You are probably a bit right to blame Bernanke a little for the downturn in 2007. But not for anything recent.

His speech - which boosted the markets till the day trading dolts actually read it and study it - is the start of a process of defending the dollar. He took a risk with his Quantitative Easing – he risked inflation to beat deflation. He probably hoped any Federal Government ‘stimulus’ would be restrained and targeted. Instead, he has to deal with a Federal Government that compounded the problem of inflation while accomplishing little in long term economic productivity enhancement. Instead of using stimulus money to rebuild infrastructure much of it was spent on welfare and boondoggles.
Bernanke's job is to defend the dollar.
All that yak about paying back all this borrowing with inflated dollars is crappolla. Bernanke cannot be fired. He has another four years on this term. He is independent of Congress and the President. He will do the right thing and ensure your 401(k) {TSP} holdings are not inflated to zip.

You will hate him now.

Love him later.
 

oh man, you are gonna make me get out my rebuttal. :D
First off, (prior to demonstration) here is an addition to the picture

http://www.commondreams.org/view/2009/01/26-0
Published on Monday, January 26, 2009 by CommonDreams.org
Two Santa Clauses or How The Republican Party Has Conned America for Thirty Years
by Thom Hartmann

This weekend, House Republican leader John Boehner played out the role of Jude Wanniski on NBC's "Meet The Press."
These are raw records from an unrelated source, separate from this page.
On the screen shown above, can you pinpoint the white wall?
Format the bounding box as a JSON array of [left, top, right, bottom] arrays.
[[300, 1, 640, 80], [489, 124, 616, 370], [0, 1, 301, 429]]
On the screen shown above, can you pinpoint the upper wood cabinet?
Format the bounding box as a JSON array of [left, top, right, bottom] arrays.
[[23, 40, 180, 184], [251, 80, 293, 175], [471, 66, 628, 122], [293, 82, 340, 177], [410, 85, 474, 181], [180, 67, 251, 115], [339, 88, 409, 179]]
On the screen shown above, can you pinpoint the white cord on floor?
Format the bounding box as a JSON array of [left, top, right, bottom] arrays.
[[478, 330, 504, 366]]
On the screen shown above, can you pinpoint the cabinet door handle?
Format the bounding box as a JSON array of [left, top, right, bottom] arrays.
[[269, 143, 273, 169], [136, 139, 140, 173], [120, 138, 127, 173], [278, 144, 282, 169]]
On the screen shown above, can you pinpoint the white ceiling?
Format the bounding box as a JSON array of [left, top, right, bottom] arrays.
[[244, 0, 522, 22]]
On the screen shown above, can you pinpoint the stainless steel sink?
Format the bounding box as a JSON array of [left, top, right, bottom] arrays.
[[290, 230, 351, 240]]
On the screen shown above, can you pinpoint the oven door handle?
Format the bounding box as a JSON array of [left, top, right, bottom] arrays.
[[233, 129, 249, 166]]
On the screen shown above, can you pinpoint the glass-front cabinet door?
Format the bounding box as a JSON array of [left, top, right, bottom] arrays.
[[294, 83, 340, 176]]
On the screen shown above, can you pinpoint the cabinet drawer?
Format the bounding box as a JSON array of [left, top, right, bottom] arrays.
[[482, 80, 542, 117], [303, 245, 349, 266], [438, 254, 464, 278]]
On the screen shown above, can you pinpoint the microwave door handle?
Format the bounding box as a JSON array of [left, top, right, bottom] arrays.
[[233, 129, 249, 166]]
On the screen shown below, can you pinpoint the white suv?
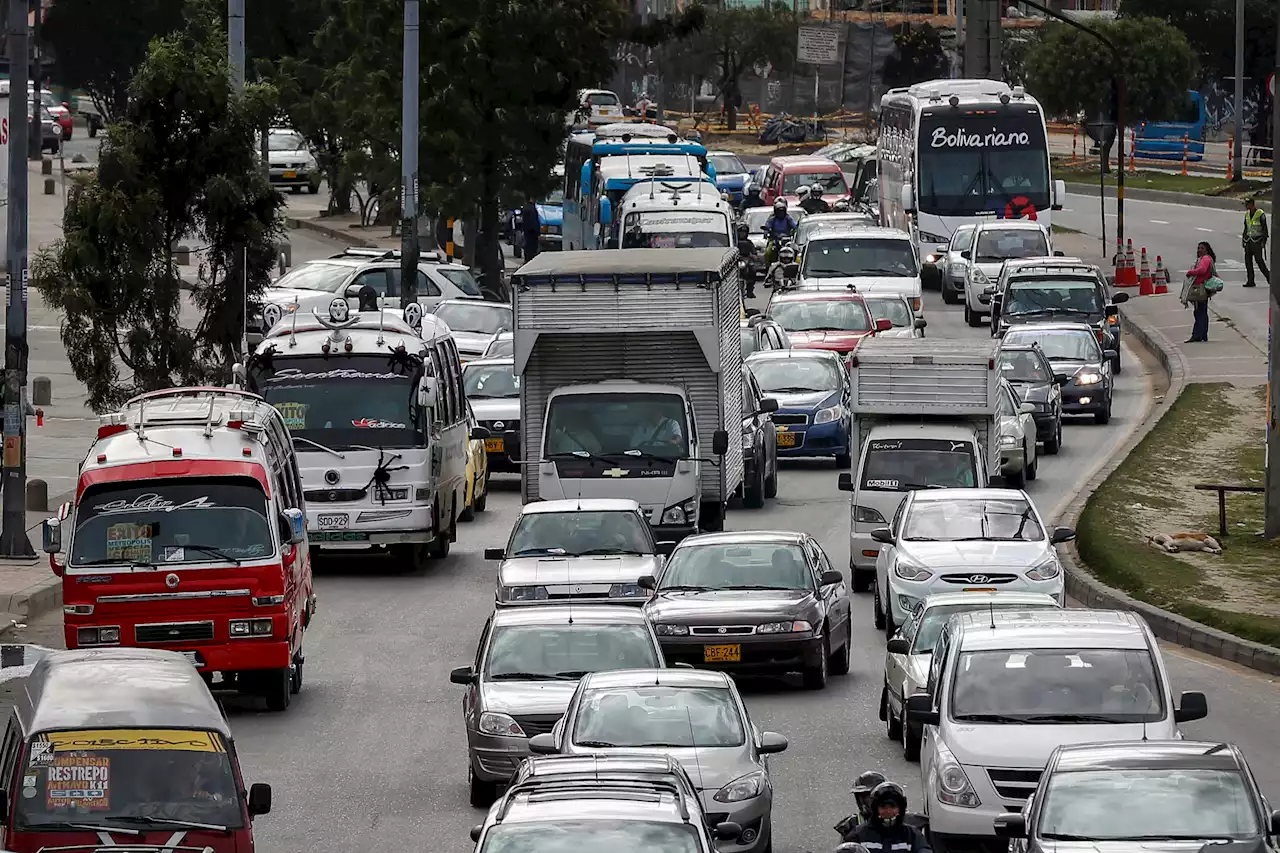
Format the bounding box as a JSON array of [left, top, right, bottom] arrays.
[[906, 610, 1208, 847]]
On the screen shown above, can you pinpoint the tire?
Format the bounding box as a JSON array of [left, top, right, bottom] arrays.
[[262, 666, 293, 713], [804, 638, 831, 690], [828, 617, 854, 675]]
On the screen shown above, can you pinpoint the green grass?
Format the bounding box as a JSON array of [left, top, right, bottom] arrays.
[[1078, 383, 1280, 647]]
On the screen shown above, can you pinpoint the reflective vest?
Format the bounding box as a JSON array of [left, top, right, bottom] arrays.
[[1244, 207, 1263, 240]]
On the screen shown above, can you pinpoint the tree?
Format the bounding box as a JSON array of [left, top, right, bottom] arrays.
[[40, 0, 183, 122], [32, 4, 283, 412], [1024, 18, 1197, 170], [884, 22, 947, 88]]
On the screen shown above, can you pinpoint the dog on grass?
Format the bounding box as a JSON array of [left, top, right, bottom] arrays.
[[1147, 533, 1222, 553]]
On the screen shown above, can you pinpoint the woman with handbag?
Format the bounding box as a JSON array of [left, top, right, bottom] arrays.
[[1181, 242, 1222, 343]]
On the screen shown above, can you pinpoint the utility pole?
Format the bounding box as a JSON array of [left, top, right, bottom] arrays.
[[401, 0, 420, 307], [0, 0, 40, 557], [1259, 0, 1280, 539], [1231, 0, 1244, 181]]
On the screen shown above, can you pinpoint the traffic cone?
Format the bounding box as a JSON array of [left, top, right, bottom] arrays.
[[1153, 255, 1169, 296], [1138, 246, 1156, 296]]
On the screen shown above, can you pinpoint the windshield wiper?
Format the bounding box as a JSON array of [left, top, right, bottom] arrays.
[[293, 435, 347, 459]]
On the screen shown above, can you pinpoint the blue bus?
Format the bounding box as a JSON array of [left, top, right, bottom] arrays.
[[1134, 90, 1208, 160], [563, 123, 716, 251]]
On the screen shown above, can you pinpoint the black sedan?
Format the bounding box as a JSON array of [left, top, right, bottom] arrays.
[[1000, 343, 1062, 453], [640, 530, 854, 690], [993, 740, 1280, 853], [1002, 323, 1116, 424]]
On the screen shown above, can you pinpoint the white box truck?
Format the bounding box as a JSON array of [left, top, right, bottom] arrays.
[[840, 337, 1002, 592], [508, 248, 742, 542]]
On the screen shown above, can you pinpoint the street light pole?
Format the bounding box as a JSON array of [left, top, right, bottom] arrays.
[[0, 0, 40, 557], [401, 0, 420, 307]]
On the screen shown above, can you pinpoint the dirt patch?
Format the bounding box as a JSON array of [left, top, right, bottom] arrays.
[[1079, 383, 1280, 646]]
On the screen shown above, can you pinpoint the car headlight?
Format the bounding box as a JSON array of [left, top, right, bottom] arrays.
[[893, 560, 933, 581], [755, 620, 813, 634], [659, 498, 698, 524], [854, 506, 884, 524], [937, 743, 982, 808], [712, 770, 769, 803], [503, 587, 550, 601], [1027, 557, 1062, 580], [480, 711, 527, 738], [813, 406, 845, 427]]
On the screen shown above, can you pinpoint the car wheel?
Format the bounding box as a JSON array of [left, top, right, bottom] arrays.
[[881, 684, 902, 742]]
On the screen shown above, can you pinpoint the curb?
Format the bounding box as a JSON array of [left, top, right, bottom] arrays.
[[1059, 306, 1280, 675], [1066, 183, 1271, 213]]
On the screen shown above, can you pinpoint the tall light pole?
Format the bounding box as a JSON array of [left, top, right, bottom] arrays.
[[401, 0, 420, 306]]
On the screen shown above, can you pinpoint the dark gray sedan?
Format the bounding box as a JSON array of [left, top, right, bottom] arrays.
[[640, 530, 852, 690]]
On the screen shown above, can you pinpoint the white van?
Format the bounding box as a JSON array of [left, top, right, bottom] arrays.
[[906, 608, 1208, 849]]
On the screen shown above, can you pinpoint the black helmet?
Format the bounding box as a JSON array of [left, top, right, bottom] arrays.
[[849, 770, 888, 818], [868, 781, 906, 826]]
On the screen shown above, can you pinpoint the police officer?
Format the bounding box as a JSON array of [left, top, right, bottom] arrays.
[[1240, 199, 1271, 287], [845, 781, 933, 853]]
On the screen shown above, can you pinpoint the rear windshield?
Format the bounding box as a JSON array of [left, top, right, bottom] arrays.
[[14, 729, 243, 831]]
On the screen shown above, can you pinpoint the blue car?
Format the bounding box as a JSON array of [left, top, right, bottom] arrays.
[[746, 350, 854, 469], [707, 151, 751, 205]]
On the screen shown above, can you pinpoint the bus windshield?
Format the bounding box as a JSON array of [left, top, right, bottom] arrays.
[[918, 108, 1050, 216]]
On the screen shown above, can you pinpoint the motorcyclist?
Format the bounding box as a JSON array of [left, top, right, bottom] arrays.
[[844, 781, 933, 853], [800, 183, 831, 214]]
Odds are you've never heard of Jude, but without him Reagan never would have become a "successful" president, Republicans never would have taken control of the House or Senate, Bill Clinton never would have been impeached, and neither George Bush would have been president.

When Barry Goldwater went down to ignominious defeat in 1964, most Republicans felt doomed (among them the then-28-year-old Wanniski). Goldwater himself, although uncomfortable with the rising religious right within his own party and the calls for more intrusion in people's bedrooms, was a diehard fan of Herbert Hoover's economic worldview.
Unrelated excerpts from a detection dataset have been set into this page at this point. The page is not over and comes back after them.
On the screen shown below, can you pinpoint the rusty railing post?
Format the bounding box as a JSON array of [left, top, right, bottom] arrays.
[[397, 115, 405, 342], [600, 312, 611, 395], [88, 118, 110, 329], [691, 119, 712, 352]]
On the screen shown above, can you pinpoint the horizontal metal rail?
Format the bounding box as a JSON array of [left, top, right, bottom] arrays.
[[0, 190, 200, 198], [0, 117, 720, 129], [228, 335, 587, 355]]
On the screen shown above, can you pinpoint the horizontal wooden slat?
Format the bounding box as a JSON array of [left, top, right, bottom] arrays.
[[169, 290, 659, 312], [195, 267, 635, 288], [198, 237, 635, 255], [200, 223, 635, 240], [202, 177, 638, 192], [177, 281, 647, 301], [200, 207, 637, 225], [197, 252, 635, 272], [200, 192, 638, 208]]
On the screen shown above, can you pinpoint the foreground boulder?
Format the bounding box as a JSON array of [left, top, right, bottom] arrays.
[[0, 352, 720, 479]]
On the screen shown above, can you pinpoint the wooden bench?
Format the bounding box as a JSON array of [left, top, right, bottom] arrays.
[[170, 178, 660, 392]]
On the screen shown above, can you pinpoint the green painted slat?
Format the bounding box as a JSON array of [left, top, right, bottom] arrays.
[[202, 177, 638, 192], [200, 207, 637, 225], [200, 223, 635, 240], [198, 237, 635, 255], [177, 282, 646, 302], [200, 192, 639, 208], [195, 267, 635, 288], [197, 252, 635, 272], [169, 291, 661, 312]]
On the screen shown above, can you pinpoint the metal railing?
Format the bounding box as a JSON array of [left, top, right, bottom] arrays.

In Hoover's world (and virtually all the Republicans since reconstruction with the exception of Teddy Roosevelt), market fundamentalism was a virtual religion. Economists from Ludwig von Mises to Friedrich Hayek to Milton Friedman had preached that government could only make a mess of things economic, and the world of finance should be left to the Big Boys – the Masters of the Universe, as they sometimes called themselves – who ruled Wall Street and international finance.
 
oh man, you are gonna make me get out my rebuttal. :D
First off, (prior to demonstration) here is an addition to the picture

http://www.commondreams.org/view/2009/01/26-0
Published on Monday, January 26, 2009 by CommonDreams.org
Two Santa Clauses or How The Republican Party Has Conned America for Thirty Years
by Thom Hartmann

Our new Santa has just spent $2.2 Trillion more than he brought in.

Tomorrow is September 1, and the tax code changes scheduled for January 1, 2011 are still in force. Santa needs cash from the rich and poor alike. Santa wants to dig a little in your pockets.

So Santa becomes Scrooge.

And, the Bond Vigilantes will be wetting their lips...

Watch Kalefornea. We are the hint you should be looking at...

Black Swans will take flight. So many it could very well look like a Black Blizzard...

duststormcent.jpg
 
my Goodwill to eBay conversion account had a 377% gain this week -so far.
Invested: $54.00
Sold $204.00

LOL :D

that is a tax-free gain, I might add!